L’argento di Pellielo, nonno della spedizione azzurra

Rio de Janeiro Se è vero, come diceva dodici anni fa ai Giochi di Atene, «che l’imponderabile è sempre dietro l’angolo», Giovanni Pellielo da Vercelli, l’uomo che sussurra alle schioppettate tanto quanto a un misticismo profondo e sentito, non deve essersi incavolato più di tanto per quel piattello che è volato via nello spareggio con il croato Josip Glasnovic, portandosi via il titolo olimpico del trap che insegue da sempre. Difatti, Johnny il reverendo è rimasto imperturbabile, modulando nella zona mista un saggio di fair play iscrivibile al filone della cosiddetta «cultura della sconfitta»: «Non penso a una vittoria mancata, ma a un altro argento che è arrivato: è la quarta medaglia ai Giochi, va bene così. Non devo cercare alcun oro». Il nonno della spedizione azzurra, 46 anni e l’idea «che lo sport allunga la vita e non deve farla finire presto», ringrazia e porta a casa, ricordandoci che la sua disciplina «è legata al nulla». Un grazie va anche al c.t. Albano Pera: «Dopo un’annata senza risultati, temevo di essere diventato troppo vecchio. Gliel’ho domandato, ma lui mi ha convocato ugualmente: ha avuto ragione». Dopo la semifinale che l’ha qualificato al barrage con Glasnovic e che ha estromesso dalle medaglie l’altro azzurro, Massimo Fabbrizi, l’argento di Londra – eh sì, pare siamo abbonati a questa colore —, Pellielo si è trasformato in Del Piero e ha fatto il gesto della linguaccia. Non era irriverenza, era ironia. E gioia «da estendere anche al mio mondo e agli amici del tiro a volo». L’avrebbe voluta esibire pure a Glasnovic, il successore di Giovanni Cernogoraz, perché ultimamente all’Olimpiade è una questione tra noi e i croati, anche se poi vincono loro. Johnny ha avuto la chance dell’allungo risolutivo al sesto piattello, mancato da Josip che fino a quel punto era stato un demonio; ma ha ciccato il settimo e l’ottavo, riuscendo a centrare il 13-13 e lo shoot-out quando il cugino d’oltre Adriatico ha toppato il terz’ultimo.
Il racconto non riguarda il quarto colpo dell’overtime, quello fatale, ma il primo di questi due errori: «Ho sbagliato perché quando sono andato in rotazione per tirare al piattello, c’era vento da sinistra. Mi ha sorpreso. E mi ha leggermente impaurito.
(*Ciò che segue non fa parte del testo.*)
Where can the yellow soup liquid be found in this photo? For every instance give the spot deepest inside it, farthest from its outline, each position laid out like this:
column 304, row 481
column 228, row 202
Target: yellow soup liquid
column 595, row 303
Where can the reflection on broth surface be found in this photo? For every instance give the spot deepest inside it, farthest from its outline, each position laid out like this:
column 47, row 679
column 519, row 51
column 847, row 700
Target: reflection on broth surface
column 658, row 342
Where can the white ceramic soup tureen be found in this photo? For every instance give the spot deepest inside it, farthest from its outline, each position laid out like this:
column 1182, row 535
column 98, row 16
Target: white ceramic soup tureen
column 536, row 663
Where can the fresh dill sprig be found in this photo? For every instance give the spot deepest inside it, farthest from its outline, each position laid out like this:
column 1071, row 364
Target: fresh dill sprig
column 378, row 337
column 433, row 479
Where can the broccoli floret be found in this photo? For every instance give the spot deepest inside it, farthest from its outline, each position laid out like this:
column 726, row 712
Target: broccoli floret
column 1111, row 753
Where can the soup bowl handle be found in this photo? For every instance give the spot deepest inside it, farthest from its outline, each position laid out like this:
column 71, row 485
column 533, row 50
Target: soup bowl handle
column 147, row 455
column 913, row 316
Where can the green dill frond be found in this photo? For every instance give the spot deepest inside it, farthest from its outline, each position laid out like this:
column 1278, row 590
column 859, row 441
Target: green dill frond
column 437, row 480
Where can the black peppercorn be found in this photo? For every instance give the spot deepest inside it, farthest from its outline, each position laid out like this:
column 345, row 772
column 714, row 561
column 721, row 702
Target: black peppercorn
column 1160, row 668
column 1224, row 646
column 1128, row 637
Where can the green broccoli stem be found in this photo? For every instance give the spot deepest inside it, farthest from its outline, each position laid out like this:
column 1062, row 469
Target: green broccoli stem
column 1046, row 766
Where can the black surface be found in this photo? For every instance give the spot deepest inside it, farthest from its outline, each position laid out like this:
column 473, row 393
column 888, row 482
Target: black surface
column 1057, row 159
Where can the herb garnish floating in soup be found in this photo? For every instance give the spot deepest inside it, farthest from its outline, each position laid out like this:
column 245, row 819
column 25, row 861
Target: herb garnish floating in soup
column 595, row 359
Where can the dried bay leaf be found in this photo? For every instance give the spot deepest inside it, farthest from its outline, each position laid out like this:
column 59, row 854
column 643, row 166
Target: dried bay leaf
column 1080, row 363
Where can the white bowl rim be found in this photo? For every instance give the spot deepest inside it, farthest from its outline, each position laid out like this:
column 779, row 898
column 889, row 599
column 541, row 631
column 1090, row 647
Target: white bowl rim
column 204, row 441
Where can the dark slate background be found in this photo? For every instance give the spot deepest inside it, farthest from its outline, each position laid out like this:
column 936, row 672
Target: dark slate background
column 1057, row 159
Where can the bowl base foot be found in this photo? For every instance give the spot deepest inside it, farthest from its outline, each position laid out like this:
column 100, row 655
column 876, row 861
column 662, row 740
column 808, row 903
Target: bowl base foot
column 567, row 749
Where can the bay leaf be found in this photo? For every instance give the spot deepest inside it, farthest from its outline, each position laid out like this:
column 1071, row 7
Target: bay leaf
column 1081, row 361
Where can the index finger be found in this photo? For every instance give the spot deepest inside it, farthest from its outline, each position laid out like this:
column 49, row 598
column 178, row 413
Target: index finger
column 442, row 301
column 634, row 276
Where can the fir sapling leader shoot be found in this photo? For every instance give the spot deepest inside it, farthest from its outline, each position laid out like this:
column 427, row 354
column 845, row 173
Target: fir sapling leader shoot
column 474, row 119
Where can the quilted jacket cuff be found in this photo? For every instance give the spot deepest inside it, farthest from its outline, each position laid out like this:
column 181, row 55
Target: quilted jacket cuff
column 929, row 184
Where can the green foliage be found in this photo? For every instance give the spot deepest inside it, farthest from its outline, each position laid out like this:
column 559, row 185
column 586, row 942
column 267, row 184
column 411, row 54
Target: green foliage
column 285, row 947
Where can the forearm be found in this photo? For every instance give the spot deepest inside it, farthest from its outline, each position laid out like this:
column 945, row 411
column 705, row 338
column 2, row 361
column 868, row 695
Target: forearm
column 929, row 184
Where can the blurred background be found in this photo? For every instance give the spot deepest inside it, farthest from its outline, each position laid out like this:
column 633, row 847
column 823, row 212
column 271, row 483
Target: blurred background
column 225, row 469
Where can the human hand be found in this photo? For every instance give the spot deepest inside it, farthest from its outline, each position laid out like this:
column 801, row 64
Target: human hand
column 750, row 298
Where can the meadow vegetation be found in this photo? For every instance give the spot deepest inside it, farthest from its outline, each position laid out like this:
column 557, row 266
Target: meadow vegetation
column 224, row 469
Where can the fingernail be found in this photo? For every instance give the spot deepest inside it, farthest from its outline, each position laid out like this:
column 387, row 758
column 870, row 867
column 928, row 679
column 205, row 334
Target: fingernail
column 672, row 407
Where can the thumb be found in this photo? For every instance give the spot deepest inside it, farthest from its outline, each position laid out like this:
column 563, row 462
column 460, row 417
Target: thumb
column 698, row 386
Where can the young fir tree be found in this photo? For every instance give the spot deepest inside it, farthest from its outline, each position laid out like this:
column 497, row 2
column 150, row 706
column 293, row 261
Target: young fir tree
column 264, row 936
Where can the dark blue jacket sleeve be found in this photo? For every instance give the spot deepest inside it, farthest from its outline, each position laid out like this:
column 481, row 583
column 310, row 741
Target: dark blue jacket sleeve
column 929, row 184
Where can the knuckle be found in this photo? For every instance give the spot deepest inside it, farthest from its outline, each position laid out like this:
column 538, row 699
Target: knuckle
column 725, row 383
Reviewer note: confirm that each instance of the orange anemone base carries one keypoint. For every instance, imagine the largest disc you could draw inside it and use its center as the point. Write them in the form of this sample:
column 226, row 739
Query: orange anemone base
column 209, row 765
Quando si prende paura, si sa… Prima si è abbassato e poi si è rialzato: impossibile beccarlo». Ammissione aggiuntiva: «Ha influito il precedente errore del rivale? No, l’avrei sbagliato comunque». Chissà se gli sarà venuta in mente un’altra delle sue frasi-cult, pronunciata a Sydney 2000 con il bronzo al collo: «Quando alzo gli occhi al cielo per inquadrare il piattello, vedo Dio e lo ringrazio di avermi creato». L’Eterno ha però creato anche un tiro a volo che in questi anni ha modificato le regole, penalizzando i migliori come Giovanni. Adesso si cambierà di nuovo – sarà abolita la semifinale e si adotterà una finale ad eliminazione progressiva —, ma nel parlato del «nonno» dall’eloquio morbido e gentile, condotto con il plurale majestatis, non manca il rammarico nei confronti «di queste formule sempre più ridotte e scarne».
Gli rimane la constatazione di aver spaccato più piattelli di tutti, ma questo non fa brodo. Tanto vale, allora metterla sulla battuta («Sarà Pera che mi ha “attaccato” l’argento: lui lo vinceva sempre»), sull’orgoglio («Nello spareggio, ho messo pressione a Josip: sapeva con chi aveva a che fare») e affacciarsi al futuro: «Arriverò fino a Tokyo 2020? Se vivrò, forse sì. La caccia all’oro non rischia di diventare una piccola ossessione? Se così non fosse, che cosa scrivereste? Bisogna dire che c’è questa ricerca dell’oro, anche per non montare troppo in vanagloria. E se il titolo olimpico non è arrivato, evidentemente non siamo stati bravi a sufficienza». Semplice e leale.